Content Storage FAQ
===================

**How Pulp determines uniqueness when storing units?**

Uniqueness of each content type is determined by it's unit key. A unit key is
a combination of content attributes. The following combinations of attributes
represents the unit key for some of the content type supported by Pulp.

**DRPM**:

- epoch
- version
- release
- filename
- checksumtype
- checksum

**RPM, SRPM**:

- name
- epoch
- version
- release
- arch
- checksumtype
- checksum

**ISO**:

- name
- checksum
- size

**Python package**:

- filename

**Puppet module**:

- author
- name
- version

**OSTree branch**:

- remote_id
- branch
- commit

**Docker Blob, Manifest, ManifestList**:

- digest

**Docker Image**:

- image_id

**Docker Tag**:

- name
- repo_id
- schema_version
- manifest_type

**Debian Package**:

- name
- version
- architecture
- checksumtype
- checksum

**What happens when a source repository changes the checksum type that is
published in the repository?**

Since the checksum is one of the attributes used to determine uniqueness, Pulp
assumes that a package published with a sha256 checksum is different from a
package published with a sha512 checksum.
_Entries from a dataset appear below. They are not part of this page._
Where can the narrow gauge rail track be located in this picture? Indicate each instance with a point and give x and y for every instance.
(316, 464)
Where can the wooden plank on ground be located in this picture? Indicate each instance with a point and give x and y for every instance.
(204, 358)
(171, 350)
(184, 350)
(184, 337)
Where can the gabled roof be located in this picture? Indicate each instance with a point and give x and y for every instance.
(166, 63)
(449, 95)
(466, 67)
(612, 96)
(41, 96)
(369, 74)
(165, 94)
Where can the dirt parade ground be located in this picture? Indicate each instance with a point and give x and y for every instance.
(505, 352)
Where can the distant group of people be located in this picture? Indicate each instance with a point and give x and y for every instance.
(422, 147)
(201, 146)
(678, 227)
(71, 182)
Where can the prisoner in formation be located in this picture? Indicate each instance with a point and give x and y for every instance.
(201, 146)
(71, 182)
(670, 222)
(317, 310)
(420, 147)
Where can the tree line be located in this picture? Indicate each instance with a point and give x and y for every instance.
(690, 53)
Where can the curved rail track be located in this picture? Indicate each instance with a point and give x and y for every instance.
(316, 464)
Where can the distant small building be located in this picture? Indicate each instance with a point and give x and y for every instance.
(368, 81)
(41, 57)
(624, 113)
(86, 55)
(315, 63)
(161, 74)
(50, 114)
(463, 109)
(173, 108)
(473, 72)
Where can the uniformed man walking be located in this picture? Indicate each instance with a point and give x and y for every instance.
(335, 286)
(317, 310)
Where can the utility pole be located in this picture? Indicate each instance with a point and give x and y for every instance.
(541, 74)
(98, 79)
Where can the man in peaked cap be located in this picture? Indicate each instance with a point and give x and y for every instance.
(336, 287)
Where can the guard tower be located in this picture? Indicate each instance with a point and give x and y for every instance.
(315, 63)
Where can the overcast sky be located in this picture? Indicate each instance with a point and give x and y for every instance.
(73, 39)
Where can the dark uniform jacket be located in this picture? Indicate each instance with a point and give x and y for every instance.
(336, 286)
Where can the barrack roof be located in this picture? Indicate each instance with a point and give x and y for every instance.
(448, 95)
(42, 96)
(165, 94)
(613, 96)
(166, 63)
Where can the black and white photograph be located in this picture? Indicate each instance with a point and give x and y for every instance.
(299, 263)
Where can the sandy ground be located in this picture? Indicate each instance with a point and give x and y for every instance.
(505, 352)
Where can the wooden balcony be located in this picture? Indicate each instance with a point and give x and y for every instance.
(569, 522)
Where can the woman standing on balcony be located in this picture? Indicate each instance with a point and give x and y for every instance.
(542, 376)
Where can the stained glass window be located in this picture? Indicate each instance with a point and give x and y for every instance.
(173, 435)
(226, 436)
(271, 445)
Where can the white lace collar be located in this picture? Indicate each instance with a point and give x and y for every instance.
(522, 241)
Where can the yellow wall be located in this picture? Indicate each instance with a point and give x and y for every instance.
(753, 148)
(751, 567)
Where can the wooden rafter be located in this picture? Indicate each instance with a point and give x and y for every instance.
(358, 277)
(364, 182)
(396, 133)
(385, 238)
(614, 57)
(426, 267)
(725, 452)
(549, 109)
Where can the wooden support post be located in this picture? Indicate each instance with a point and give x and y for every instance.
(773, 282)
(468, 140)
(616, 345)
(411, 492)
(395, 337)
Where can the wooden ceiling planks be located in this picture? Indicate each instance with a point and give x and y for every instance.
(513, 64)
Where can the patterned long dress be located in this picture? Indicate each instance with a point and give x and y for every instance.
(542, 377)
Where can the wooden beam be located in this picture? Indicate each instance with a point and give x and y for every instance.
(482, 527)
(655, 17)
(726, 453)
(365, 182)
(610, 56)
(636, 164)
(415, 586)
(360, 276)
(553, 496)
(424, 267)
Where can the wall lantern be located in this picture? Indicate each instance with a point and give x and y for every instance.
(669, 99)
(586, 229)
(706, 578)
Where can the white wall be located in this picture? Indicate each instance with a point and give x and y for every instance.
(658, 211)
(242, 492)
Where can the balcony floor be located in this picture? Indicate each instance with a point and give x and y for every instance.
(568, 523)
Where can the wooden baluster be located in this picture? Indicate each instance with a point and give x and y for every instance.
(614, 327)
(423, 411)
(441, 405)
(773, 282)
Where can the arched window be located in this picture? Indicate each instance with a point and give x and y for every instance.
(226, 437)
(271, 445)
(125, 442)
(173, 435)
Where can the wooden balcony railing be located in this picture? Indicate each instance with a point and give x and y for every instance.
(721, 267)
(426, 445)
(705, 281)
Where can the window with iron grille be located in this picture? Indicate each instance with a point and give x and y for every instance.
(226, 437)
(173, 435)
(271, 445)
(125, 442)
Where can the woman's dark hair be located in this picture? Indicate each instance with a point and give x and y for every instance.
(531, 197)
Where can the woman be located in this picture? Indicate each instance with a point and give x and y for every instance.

As a result, if a source repository
switches the type of checksum it publishes, Pulp will treat all the packages
in that repository as new. This can result in duplicate content being stored
in Pulp.

**How Pulp keeps track of units that belong to a particular repository?**

Each repository is stored as a document in the ``repos`` MongoDB collection.
Each content type is stored in a collection with a prefix of ``units_``.
Relationships between content and repositories are stored in the
``repo_content_units`` collection.

**How symlinks are generated during a repository publish?**

Pulp deduplicate content when possible. As a result, all content units are
stored in one place. Published content is actually a symlink to a content unit
stored elsewhere on disk. When publishing a repository, Pulp uses the
relationships stored in the ``repo_content_units`` for a particular repository
to determine which symlinks need to be published.